Нан Калли вызывающе вздернула подбородок. Она была бледна, как зимний лунный свет, а глаза ее горели каким-то жутким потусторонним огнем. Прекрасные золотисто-каштановые волосы Нан были скрыты под черным капором.

— Он мой друг, — сухо ответила она, затем помолчала немного, и на ее мертвенно-бледных щеках неожиданно проступил румянец. — Я не такая сильная, как ты, Джоли, — вызывающим тоном закончила Нан.

Как бы там ни было, такое честное признание только усилило сочувствие Джоли и уж, конечно, не вызвало неодобрения, которого, видимо, ожидала Нан. Джоли нежно сжала локоть Нан и, понизив голос, прошептала:

— Ты имеешь в виду, что он… ну, это… стал твоим покровителем?

— Женщине, чтобы выжить, нужен мужчина, — ответила Нан, и в ее глазах мелькнуло отчаяние. — А я беременна…

— Но у тебя есть на продажу целая ферма! — напомнила подруге Джоли, уверенная, что суммы, вырученной от продажи земли, хватит на существование самой Нан и ее малыша.

— У нас много долгов, — возразила Нан. — Джо и я выбивались из сил, чтобы вовремя выплачивать проценты по ним. — Нан запнулась, потом медленно закончила: — Мистер Дженьюэри обещал пристроить меня в приличный дом, где я могла бы прожить какое-то время, а потом, через… через год…
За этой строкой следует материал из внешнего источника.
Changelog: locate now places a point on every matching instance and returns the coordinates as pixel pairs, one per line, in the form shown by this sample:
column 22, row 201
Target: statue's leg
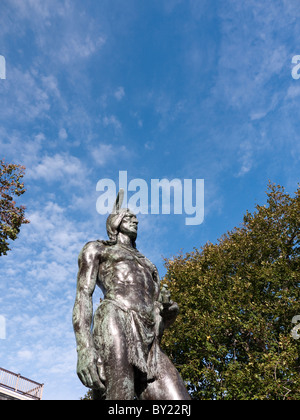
column 169, row 386
column 110, row 341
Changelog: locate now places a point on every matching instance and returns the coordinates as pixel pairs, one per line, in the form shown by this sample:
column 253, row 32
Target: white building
column 16, row 387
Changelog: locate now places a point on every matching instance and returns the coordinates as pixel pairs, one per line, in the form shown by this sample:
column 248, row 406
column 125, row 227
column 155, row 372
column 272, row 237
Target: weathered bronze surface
column 119, row 356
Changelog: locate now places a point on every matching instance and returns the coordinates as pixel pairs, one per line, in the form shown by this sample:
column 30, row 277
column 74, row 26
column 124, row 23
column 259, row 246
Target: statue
column 120, row 357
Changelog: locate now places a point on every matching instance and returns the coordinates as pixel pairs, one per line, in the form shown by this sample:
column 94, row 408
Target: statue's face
column 128, row 225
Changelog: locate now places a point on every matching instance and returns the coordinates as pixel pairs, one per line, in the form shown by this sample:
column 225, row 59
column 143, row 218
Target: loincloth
column 140, row 336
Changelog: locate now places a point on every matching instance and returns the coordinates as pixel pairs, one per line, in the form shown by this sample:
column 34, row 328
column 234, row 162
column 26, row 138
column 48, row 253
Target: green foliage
column 11, row 215
column 237, row 298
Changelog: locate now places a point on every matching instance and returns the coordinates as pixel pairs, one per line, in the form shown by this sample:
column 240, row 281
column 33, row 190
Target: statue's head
column 115, row 220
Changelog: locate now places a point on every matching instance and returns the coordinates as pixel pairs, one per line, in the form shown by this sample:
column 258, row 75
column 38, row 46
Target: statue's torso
column 128, row 278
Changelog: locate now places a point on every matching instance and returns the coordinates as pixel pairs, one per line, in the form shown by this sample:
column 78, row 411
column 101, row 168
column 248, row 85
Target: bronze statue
column 120, row 357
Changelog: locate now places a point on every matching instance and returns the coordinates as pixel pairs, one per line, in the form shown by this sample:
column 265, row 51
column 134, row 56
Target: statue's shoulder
column 93, row 248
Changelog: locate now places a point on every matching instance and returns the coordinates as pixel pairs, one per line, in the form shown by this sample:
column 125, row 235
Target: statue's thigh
column 169, row 386
column 110, row 341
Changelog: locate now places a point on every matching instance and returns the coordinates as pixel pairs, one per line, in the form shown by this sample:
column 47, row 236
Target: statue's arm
column 88, row 367
column 168, row 308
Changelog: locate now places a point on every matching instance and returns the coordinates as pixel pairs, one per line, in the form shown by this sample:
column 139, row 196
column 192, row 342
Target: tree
column 232, row 338
column 11, row 215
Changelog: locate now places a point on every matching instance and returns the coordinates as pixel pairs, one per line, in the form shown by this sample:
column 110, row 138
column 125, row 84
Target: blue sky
column 188, row 89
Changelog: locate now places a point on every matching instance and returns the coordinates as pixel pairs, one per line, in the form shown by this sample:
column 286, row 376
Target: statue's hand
column 90, row 369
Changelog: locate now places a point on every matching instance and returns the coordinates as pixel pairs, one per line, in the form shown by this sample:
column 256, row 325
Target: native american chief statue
column 119, row 358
«А через год Нан и Айра Дженьюэри поженятся», — подумала Джоли. Она хотела было запротестовать, что при таких обстоятельствах ни одна женщина не должна выходить замуж, но в последний момент осеклась. Кто она такая, Джоли Маккиббен, чтобы читать кому-либо нотации, особенно по поводу брака. Ведь ей нечего было сказать даже о собственном замужестве: просто Даниель Бекэм буквально вырвал ее из петли, словно воробья, попавшего в силки.

Джоли взяла холодные руки Нан в свои и ободряюще сжала их.

— Не делай ошибку, считая мистера Дженьюэри своим единственным другом, — дружески предупредила Джоли. — Помни, что у тебя есть Даниель, и я, и Верена, и все остальные.

Глаза Нан до краев наполнились слезами. Она прикусила губу и молча кивнула.

Спустя несколько минут семейство Бекэмов выезжало с церковного двора. На задке фургона спали Хэнк и Джемма, утомленные долгим днем, правда, сытые и полные впечатлений: им пока было все равно, праздник это или похороны. В ночи вовсю распевал неумолчный хор кузнечиков, прятавшихся в высокой траве по обочинам дороги. Хотя ярко светила луна, Даниель зажег фонари, висевшие по бокам фургона. Он настолько глубоко задумался, что Джоли даже не пыталась завести разговор.

Они возвращались на полевой стан, а не домой, и сквозь перезвон упряжи и рев мулов Джоли слышала, как где-то вдалеке рыдала губная гармоника. Все эти звуки показались ей печальной одой на смерть Джо Калли, который никогда уже не придет к ним, весело насвистывая что-то в спину Даниеля Бекэма.

Даниель напрочь забыл о том, что попросил Пилар приехать на полевой стан, чтобы готовить еду для работников, пока Джоли будет на ферме Калли, помогая с похоронами. Когда фургон подъехал к стану, Даниель внезапно вспомнил об этом.

Пилар спешила ему навстречу в одной из тех испанских блузок, которые оставляют открытыми плечи, и пышной, красного цвета юбке, настолько яркой, что она светилась даже в темноте. Пилар подошла поближе, упираясь руками в полные бедра, а ее глаза вспыхнули целым костром искр, когда она увидела Джоли.

— Собирай вещи, Пилар, я отвезу тебя в город, — бросил Даниель.

Пилар вздернула подбородок, словно упрямый мул, но тут же мстительно улыбнулась, пожав плечиком, освещенным отблесками костра.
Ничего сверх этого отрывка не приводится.